En arrivant sur le parking, Milly dut reconnaître qu'elle n'avait jamais rien vu de tel. La partie gauche du bâtiment était haute de trois étages, son toit, galbé comme une éclisse, formait la caisse de résonance d'une guitare géante. En son centre, une grande lucarne imitait la rosace. L'autre moitié du bâtiment, bien plus basse, se prolongeait de façon à représenter le manche. Des fenêtres étroites évoquaient les frettes, et des câbles électriques tendus sur toute la longueur, les cordes.

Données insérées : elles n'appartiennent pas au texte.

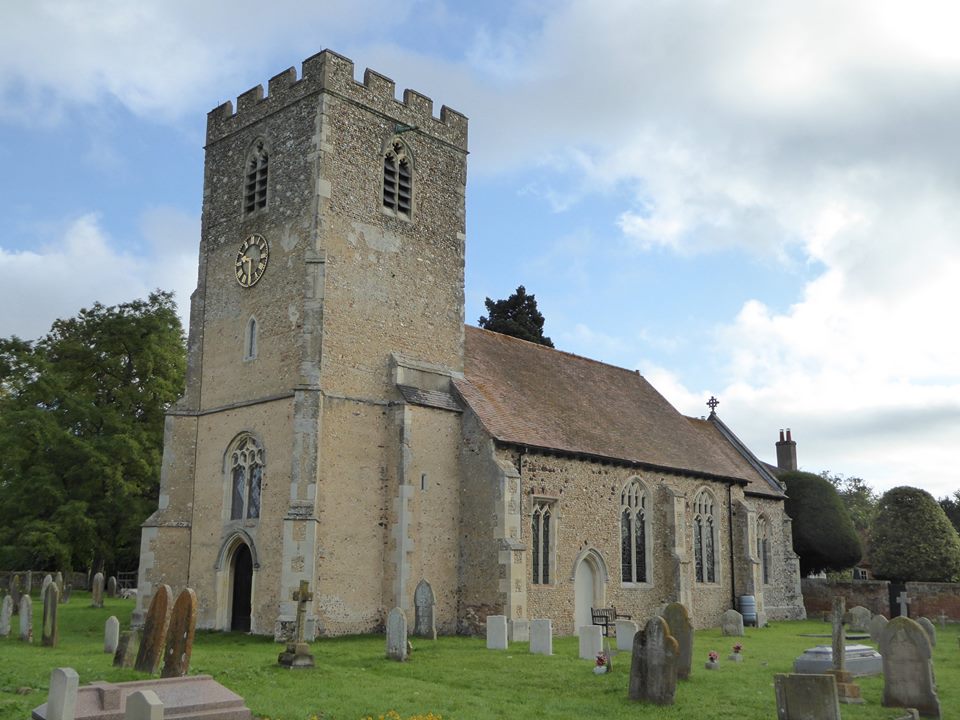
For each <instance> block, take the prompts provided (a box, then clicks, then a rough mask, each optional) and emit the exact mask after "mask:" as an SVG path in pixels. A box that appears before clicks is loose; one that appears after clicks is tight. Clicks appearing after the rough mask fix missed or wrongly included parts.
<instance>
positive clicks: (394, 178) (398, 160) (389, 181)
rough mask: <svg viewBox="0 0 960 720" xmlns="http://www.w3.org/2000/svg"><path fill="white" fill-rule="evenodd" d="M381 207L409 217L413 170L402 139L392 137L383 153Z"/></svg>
mask: <svg viewBox="0 0 960 720" xmlns="http://www.w3.org/2000/svg"><path fill="white" fill-rule="evenodd" d="M383 207H384V209H385V210H388V211H390V212H392V213H395V214H397V215H399V216H401V217H405V218H408V219H409V218H410V216H411V214H412V208H413V172H412V169H411V163H410V153H409V151H408V150H407V146H406V145H405V144H404V143H403V141H402V140H399V139H394V140H393V141H392V142H390V144H389V145H388V146H387V151H386V152H385V153H384V155H383Z"/></svg>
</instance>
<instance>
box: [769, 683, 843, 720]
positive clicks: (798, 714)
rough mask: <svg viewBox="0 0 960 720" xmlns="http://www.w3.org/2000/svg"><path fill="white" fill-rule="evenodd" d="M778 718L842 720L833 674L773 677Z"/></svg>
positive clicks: (782, 719)
mask: <svg viewBox="0 0 960 720" xmlns="http://www.w3.org/2000/svg"><path fill="white" fill-rule="evenodd" d="M773 684H774V692H775V693H776V695H777V720H840V703H839V702H838V701H837V681H836V678H834V677H833V675H786V674H778V675H774V676H773Z"/></svg>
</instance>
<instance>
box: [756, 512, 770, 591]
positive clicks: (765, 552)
mask: <svg viewBox="0 0 960 720" xmlns="http://www.w3.org/2000/svg"><path fill="white" fill-rule="evenodd" d="M757 558H758V559H759V560H760V577H761V579H762V582H763V584H764V585H766V584H768V583H769V582H770V536H769V533H768V530H767V520H766V518H764V517H762V516H761V517H759V518H757Z"/></svg>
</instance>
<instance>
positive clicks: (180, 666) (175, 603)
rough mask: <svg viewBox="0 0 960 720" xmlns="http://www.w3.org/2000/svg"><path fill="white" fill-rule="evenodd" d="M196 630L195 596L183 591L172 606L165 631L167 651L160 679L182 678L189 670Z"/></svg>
mask: <svg viewBox="0 0 960 720" xmlns="http://www.w3.org/2000/svg"><path fill="white" fill-rule="evenodd" d="M196 629H197V594H196V593H195V592H194V591H193V590H192V589H190V588H187V589H185V590H184V591H183V592H181V593H180V595H179V597H177V602H175V603H174V604H173V612H171V613H170V629H169V630H168V631H167V650H166V653H165V655H164V661H163V671H162V672H161V673H160V677H183V676H184V675H186V674H187V671H188V670H189V669H190V657H191V655H192V654H193V636H194V633H195V632H196Z"/></svg>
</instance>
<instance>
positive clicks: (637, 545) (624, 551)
mask: <svg viewBox="0 0 960 720" xmlns="http://www.w3.org/2000/svg"><path fill="white" fill-rule="evenodd" d="M648 536H649V520H648V516H647V493H646V492H645V491H644V488H643V485H641V484H640V481H639V480H638V479H636V478H634V479H633V480H631V481H630V482H628V483H627V485H626V487H624V488H623V492H622V493H620V576H621V579H622V581H623V582H625V583H640V582H647V581H648V580H649V577H648V575H647V537H648Z"/></svg>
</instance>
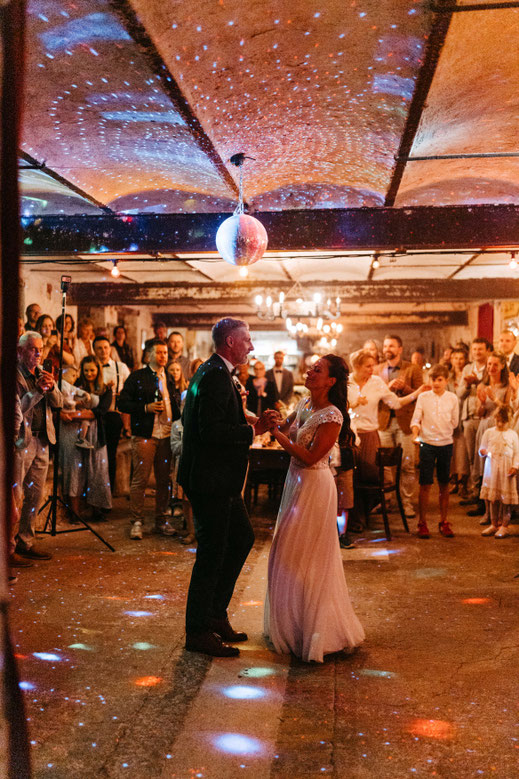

– Avoue que ce n'est pas banal, siffla Agatha en sortant de la voiture.

Milly poussa la porte de cet étrange endroit et découvrit un décor qui ne ressemblait en rien à ce qu'elle avait imaginé. Derrière deux vitrines poussiéreuses, où dormaient des guitares, apparaissait dans une semi-obscurité la salle déserte d'un country-bar. Tables et chaises faisaient face à la scène sur laquelle se détachaient un tabouret et un micro aux chromes étincelants.

Agatha souleva le couvercle d'une vitrine et s'empara d'une Gibson.

– Vous n'allez pas la voler ? chuchota Milly.

Agatha ne lui répondit pas et avança vers la scène. Sous le regard médusé de Milly, elle alla prendre place sur le tabouret, effleura les cordes, ajusta les chevilles et plaqua les premiers accords d'une chanson.

D'une voix rauque et juste, elle se mit à fredonner sur un célèbre air de folk :

If you miss the train I'm on, you will know that I am gone.

You can hear the whistle blow a hundred miles,

a hundred miles, a hundred miles, a hundred miles, a hundred miles.

You can hear the whistle blow a hundred miles.

Lord I'm one, Lord I'm two, Lord I'm three, Lord I'm four,

Lord I'm five hundred miles from my home.

500 miles, 500 miles, 500 miles, 500 miles.

Lord I'm five hundred miles from my home.

Not a shirt on my back, not a penny to my name.

Lord I can't go a-home this a-way

This a-way, this a-way, this a-way, this a-way.

Lord I can't go home this a-way.

If you miss the train I'm on you will know that I am gone.

You can hear the whistle blow a hundred miles.

Un homme, sorti de l'ombre, s'approcha dans le dos de Milly, se tenant silencieux à ses côtés pour écouter Agatha reprendre le refrain.